Chronograph for bullets

[wannabegeek]

Hi all...back in at my bench this weekend....

Got all my parts...I have a decent collection of 74LS and 74HC chips now...

Started with my 10 Mhz oscillator.
I have been having trouble getting above 20mV swing out of it....well, I knew that my scope wasn't really cut out for 10 Mhz, but the time base amplifier has a 0.1 us setting. After building an re-building three different 10 Mhz oscillators and reviewing the theory of oscillators, I put my function generator on the scope at it's highest freq 3 Mhz and wouldn't you know, a 10 V output looked like a 40mV output on the scope. I'llbe borrowing a scope at work this week.

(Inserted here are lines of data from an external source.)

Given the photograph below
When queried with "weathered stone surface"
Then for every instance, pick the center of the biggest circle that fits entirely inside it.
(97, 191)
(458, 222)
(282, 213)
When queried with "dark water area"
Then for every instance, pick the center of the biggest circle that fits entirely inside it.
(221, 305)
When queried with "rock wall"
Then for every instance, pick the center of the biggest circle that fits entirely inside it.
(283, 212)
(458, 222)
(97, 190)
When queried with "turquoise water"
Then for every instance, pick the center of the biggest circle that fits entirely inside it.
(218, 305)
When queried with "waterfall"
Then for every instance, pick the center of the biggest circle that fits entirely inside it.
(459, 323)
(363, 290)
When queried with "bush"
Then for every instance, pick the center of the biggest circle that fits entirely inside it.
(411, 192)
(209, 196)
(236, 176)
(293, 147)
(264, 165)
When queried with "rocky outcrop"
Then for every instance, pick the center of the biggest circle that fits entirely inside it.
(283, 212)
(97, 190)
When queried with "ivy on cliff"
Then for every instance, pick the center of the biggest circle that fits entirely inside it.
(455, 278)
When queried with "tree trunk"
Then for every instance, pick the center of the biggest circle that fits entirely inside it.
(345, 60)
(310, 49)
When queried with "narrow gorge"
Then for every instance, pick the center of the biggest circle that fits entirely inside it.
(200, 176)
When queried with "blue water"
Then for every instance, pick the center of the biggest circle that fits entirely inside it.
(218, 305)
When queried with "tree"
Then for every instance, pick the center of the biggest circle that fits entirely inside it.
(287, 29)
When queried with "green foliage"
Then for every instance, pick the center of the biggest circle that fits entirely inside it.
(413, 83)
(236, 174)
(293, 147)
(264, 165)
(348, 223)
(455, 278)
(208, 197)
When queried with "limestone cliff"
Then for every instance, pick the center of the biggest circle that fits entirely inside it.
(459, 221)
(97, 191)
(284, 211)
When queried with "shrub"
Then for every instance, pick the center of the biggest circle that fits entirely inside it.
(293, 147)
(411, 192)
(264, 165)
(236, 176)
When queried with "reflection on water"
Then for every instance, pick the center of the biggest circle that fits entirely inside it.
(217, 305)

I'm still unsure what the load cap should be for the crystal I have. There's no data sheet just a listing in a catalog and the cap says 'Series'....yeah..I'll try a few and see what happens in a Pierce configuration and 74HC inverter.

SR FF
Yay...this fun...I just set up the basic circuit that Steve gave me using the modified detector with rising and falling cap. Gonna test after I take a break.

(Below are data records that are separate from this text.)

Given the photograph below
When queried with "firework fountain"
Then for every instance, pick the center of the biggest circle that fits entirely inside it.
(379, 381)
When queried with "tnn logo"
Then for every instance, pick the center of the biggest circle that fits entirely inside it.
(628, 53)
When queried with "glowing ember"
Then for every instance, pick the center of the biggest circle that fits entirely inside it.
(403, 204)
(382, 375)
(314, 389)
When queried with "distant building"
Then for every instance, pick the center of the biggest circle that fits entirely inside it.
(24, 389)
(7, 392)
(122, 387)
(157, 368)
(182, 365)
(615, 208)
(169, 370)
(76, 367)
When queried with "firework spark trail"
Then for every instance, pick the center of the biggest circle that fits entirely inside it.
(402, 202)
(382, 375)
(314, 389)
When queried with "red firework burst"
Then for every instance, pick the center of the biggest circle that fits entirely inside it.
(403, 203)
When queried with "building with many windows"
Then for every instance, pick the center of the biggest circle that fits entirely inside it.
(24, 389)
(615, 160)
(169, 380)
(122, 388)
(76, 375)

Then I'm gonna work with Rleo's design.

CDRIVE 's detector idea
Soon I'll be able to test CDRIVE's idea about using a Al foil sandwhich as a detector. I hope that my .22 Cal air rifle pellet will accurately simulate the effect.\

This is a nice break from trouble shooting my computers....just switched from Ubuntu 10.10 to Mint 13 Xfce...wiped my SSD using my W7 desktop machine and broke the boot loader...and discovered a HD with a lot of 'bad sectors'....not as fun as electronics....

cheers,
wbg

EDIT: Page with crystal...the catalog link has the minimal info in it.
http://www.jameco.com/webapp/wcs/stores/servlet/Product_10001_10001_14381_-1

 

[(*steve*)]

You should get a full (rail to rail) swing from your oscillator.

The reason may be that you have a problem with it, or that the bandwidth of your scop is really limited, or that you're using a x10 probe by accident (or a combination)

 

[Rleo6965]

You can test your probe by clipping it on scope provided test signal output called CAL. or Calibration.

 

[CDRIVE]

A 10MHz scope will be down -3db at 10MHz. This is also based on a sinusoidal wave. A digital wave will roll off far below 10MHz.

 

[(*steve*)]

So in summary, a 10MHz square wave signal on a 10MHz scope may look like a sine wave, and may have an apparent amplitude about 1/2 of the real signal.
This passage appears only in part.